Page:Revue des Deux Mondes - 1911 - tome 4.djvu/555

Le texte de cette page a été corrigé et est conforme au fac-similé.

le choix des positions d’artillerie était restreint et malaisé ; on était obligé d’enlever la lisière et d’engager un combat sous-bois qui retardait la marche et pouvait causer des pertes graves. Donc, cette fois encore, la chance était pour nous.

Dans l’affaire du 25 mai, les canons eurent un rôle prépondérant. Leurs obus éclatant au-dessus des crêtes, fouillant le fond des vallons, arrêtèrent brusquement la tardive tentative des guerriers dont les chevaux tourbillonnaient affolés, tandis que les fantassins cherchaient précipitamment un refuge dans la forêt. En vain, quelques chefs, qu’à leurs habits kaki on devinait être les déserteurs des troupes impériales formées à notre école, essayaient de les pousser en avant dans les moissons très hautes qui pouvaient masquer leur approche. Le souffle, la fumée, le bruit des shrapnells, la pluie de mitraille, l’arrosage des mitrailleuses fièrement installées près des canons, terrifiaient les Marocains qui voyaient dans ce terrain, accidenté mais découvert, une zone de mort impossible à franchir. Sourds aux exhortations, dès qu’ils arrivaient au bas du chemin rocailleux reliant les villages de la montagne à la route de la vallée, ils se dérobaient et gagnaient les bois. On les voyait se défiler d’arbre en arbre, progresser avec rapidité dans la direction du convoi, pour se joindre aux guerriers descendus de Nzala-Beni-Amar dont les deux groupes de maisons, perchés à l’origine d’un profond ravin qui ouvrait une large entaille dans la montagne, devaient leur paraître hors de l’atteinte des représailles. Les compagnies de flanc-garde s’opposaient de leur mieux, par un feu violent, à cette infiltration qui pouvait avoir de fâcheux résultats. Mais, avec une louable obstination, indifférens au sort de leurs morts et de leurs blessés que l’on voyait s’égrener sur la lisière de la forêt, Gherardas et Béni Mtir avançaient toujours.
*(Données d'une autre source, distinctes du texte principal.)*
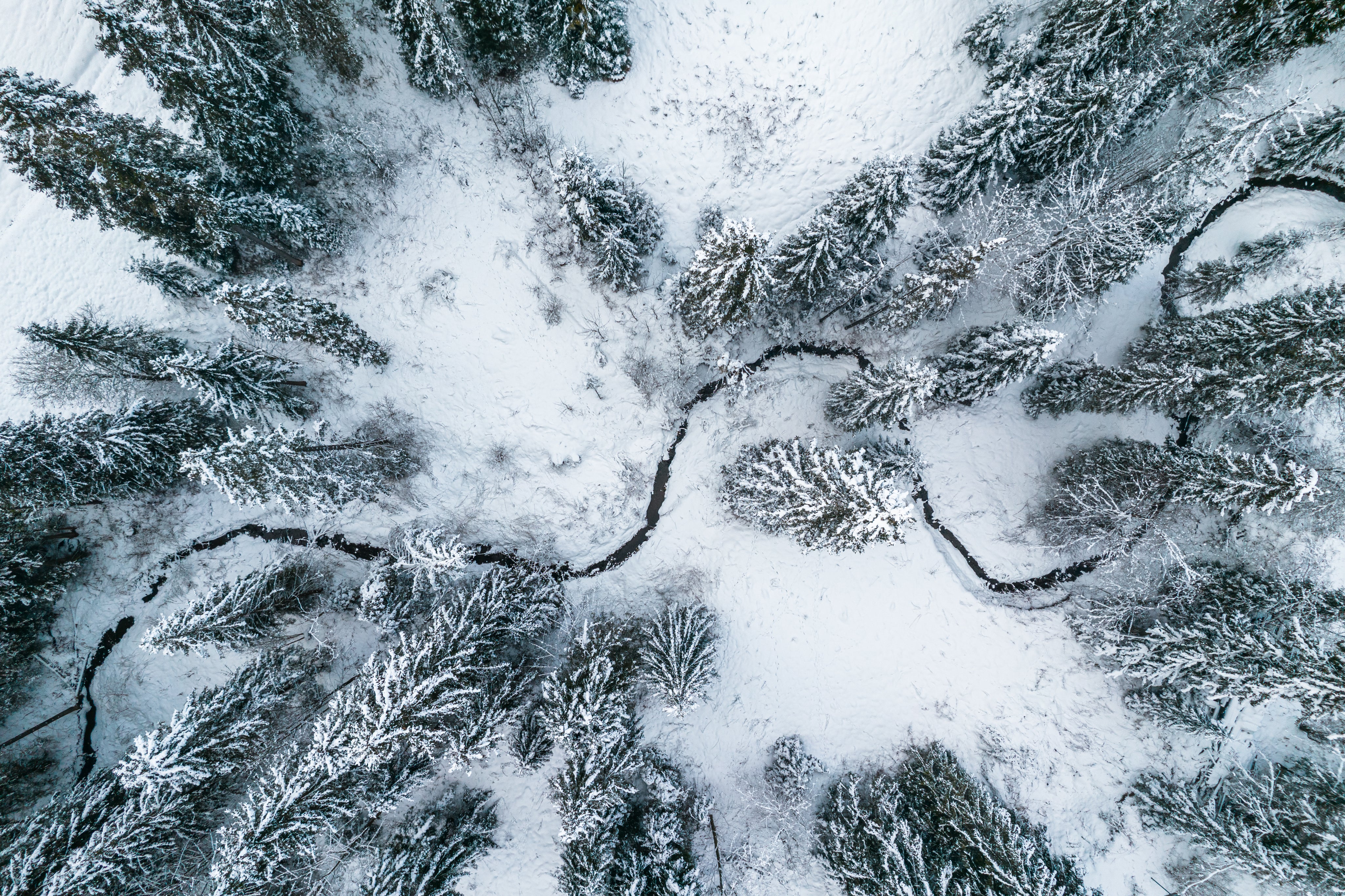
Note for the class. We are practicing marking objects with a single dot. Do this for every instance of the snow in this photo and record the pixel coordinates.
(762, 108)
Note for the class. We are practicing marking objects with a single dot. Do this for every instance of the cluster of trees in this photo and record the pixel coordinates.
(978, 364)
(824, 497)
(931, 828)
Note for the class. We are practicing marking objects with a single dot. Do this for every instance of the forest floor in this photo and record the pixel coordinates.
(544, 407)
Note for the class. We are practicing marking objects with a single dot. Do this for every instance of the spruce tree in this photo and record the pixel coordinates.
(297, 470)
(871, 202)
(276, 313)
(427, 45)
(819, 497)
(809, 261)
(728, 282)
(584, 41)
(985, 360)
(50, 461)
(881, 396)
(677, 657)
(241, 613)
(111, 167)
(431, 851)
(218, 65)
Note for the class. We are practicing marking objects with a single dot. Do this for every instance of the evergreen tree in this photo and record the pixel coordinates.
(810, 261)
(298, 471)
(431, 851)
(584, 41)
(1285, 824)
(609, 215)
(117, 169)
(871, 202)
(984, 38)
(728, 282)
(677, 657)
(52, 461)
(881, 396)
(241, 613)
(985, 360)
(217, 65)
(1241, 634)
(822, 498)
(276, 313)
(791, 770)
(427, 45)
(88, 358)
(497, 34)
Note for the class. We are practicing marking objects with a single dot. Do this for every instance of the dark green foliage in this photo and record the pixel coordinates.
(1282, 824)
(495, 34)
(217, 65)
(52, 462)
(933, 831)
(276, 313)
(584, 41)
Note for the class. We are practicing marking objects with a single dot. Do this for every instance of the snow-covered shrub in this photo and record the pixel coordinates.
(728, 282)
(610, 215)
(240, 613)
(881, 396)
(431, 849)
(791, 770)
(1235, 633)
(677, 657)
(584, 41)
(871, 202)
(821, 497)
(49, 461)
(810, 260)
(1284, 824)
(427, 42)
(276, 313)
(297, 470)
(985, 360)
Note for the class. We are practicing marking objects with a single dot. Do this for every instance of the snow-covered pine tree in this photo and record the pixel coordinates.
(810, 260)
(429, 851)
(584, 41)
(871, 202)
(1074, 124)
(48, 461)
(92, 360)
(677, 657)
(980, 147)
(405, 704)
(871, 849)
(881, 396)
(1210, 282)
(1242, 634)
(791, 770)
(610, 215)
(821, 497)
(728, 282)
(272, 310)
(297, 470)
(497, 34)
(984, 38)
(240, 613)
(218, 66)
(961, 817)
(119, 829)
(985, 360)
(117, 169)
(1281, 824)
(427, 45)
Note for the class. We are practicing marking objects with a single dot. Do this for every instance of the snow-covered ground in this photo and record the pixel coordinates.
(539, 439)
Sur la gauche, un parti assez nombreux profitait d’un profond couloir invisible de la route et de la crête élevée où se profilait une compagnie de tirailleurs algériens, trop éloignée pour apercevoir et déjouer cette manœuvre dont le succès aurait placé les Marocains dans une position dangereuse pour le convoi. Une compagnie de marsouins, envoyée à mi-distance pour établir la liaison, éventait ce nouveau projet de l’ennemi qu’elle repoussait après un bref engagement.